Reduction of the SRAM supply-voltage, to reduce this leakage power, is
impeded by reliability concerns arising due to various failure mechanisms:
(i) soft-errors, (ii) oxide-trap induced current fluctuations, (iii)
parametric failures due to process variations, and (iv) supply-voltage
noise. These failures are transient in nature, and hence these failures
will couple with each other. Currently, separate supply-voltage margins are
provisioned for each of these failure mechanisms to ensure smooth operation
of SRAM within some target reliability. This work aims to explore and
understand bit-error probability of SRAM cell as a function of the supply
voltage.
- System-level power-optimization in SRAM: a reliability perspective
Advisors: Jan Rabaey and Kannan
Ramchandran
Reduction of the SRAM supply-voltage, to reduce the leakage power, is
impeded by reliability concerns arising due to various failure mechanisms:
(i) soft-errors, (ii) oxide-trap induced current fluctuations, (iii)

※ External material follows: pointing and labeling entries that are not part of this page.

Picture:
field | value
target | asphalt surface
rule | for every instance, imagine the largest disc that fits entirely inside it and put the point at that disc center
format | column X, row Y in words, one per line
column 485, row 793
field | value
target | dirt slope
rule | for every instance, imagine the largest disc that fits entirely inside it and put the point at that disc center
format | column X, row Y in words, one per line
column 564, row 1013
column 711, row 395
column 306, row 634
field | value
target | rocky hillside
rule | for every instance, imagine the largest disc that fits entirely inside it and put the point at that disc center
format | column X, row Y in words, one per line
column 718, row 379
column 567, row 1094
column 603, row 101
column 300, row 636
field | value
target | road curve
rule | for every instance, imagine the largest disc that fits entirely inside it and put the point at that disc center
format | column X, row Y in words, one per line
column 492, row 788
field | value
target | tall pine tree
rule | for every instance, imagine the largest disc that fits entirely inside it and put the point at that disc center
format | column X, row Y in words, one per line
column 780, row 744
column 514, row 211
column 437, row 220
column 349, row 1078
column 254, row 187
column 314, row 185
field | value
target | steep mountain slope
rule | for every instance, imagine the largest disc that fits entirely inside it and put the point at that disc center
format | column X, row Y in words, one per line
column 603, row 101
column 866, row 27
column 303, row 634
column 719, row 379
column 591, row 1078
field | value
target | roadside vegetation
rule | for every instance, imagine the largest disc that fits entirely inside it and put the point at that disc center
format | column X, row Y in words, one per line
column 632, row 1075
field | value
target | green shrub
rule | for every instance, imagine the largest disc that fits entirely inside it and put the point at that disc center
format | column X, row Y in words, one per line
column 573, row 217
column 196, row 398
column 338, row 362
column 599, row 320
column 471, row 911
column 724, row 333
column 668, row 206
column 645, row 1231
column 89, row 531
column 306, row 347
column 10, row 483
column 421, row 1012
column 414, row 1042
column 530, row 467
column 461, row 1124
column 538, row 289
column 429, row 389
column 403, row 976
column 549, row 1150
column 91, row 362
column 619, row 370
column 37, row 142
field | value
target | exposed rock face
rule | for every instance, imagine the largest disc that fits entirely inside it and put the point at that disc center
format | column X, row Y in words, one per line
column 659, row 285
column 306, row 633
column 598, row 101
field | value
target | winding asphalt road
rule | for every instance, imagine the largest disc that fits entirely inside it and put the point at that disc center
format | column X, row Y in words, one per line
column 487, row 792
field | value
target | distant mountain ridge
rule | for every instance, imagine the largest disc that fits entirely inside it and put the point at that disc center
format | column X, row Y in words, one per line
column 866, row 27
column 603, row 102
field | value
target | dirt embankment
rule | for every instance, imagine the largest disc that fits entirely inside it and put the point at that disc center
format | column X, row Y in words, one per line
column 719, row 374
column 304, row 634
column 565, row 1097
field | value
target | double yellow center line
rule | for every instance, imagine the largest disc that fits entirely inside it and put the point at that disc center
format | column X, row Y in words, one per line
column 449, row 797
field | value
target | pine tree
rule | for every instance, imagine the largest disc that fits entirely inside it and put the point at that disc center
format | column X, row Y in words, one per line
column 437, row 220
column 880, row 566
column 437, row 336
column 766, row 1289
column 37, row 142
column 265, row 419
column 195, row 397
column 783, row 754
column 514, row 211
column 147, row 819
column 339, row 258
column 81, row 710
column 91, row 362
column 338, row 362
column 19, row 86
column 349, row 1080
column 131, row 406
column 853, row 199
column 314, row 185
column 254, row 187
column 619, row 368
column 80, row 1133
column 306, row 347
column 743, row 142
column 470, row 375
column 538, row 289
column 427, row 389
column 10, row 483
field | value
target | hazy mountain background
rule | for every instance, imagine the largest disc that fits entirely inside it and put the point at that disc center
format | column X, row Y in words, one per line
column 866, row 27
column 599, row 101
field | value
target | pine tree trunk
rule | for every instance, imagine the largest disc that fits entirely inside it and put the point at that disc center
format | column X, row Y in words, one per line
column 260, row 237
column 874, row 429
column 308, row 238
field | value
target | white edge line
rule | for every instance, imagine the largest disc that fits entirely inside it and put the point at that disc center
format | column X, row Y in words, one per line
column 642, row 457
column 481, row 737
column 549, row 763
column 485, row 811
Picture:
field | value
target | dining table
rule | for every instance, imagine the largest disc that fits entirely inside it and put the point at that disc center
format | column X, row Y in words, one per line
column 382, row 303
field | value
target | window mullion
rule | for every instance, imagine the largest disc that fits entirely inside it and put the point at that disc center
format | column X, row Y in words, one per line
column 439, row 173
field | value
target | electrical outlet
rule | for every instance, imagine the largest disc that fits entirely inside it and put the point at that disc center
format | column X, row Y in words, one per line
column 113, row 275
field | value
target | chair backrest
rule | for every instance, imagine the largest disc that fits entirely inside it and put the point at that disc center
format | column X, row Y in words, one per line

parametric failures due to process variations, and (iv) supply-voltage
noise. A statistical or probabilistic setup is used to model failure
mechanisms like soft-errors or process-variations, and error-probability of
stored data is used as a metric for reliability. Error models which combine
various SRAM cell failure mechanisms are developed. In a probabilistic
setup, the bit-error probability increases due to supply voltage reduction,
but it can be reduced by suitable choices of error-correction code and
data-refresh (scrubbing) rate. The leakage-power — including redundancy
overhead, coding power, and data-refresh power — is set as the
cost-function and an error-probability target is set as the constraint. The
cost-function is minimized subject to the constraint, over the choices of
data-refresh rate, error-correction code, and supply voltage. The
optimization procedure is evaluated using failure-rate simulations for 90nm
and 65nm CMOS technology.
- Error-correction code detection from observed noisy binary data
Students: Arti Yardi, Ashok Vardhan, and
Sai Bhargav
For cognitive radio networks, it is helpful for the secondary to have a
knowledge of the codebook of the primary. Otherwise, in security or
military applications, a third party may want to discover the
error-correction code being used in communication. In this work, schemes to
detect or estimate the error-correction code being used by a transmitter is
being studied. Of particular interest is the case when data is affected by
a binary symmetric channel, thereby making the observed data as noisy.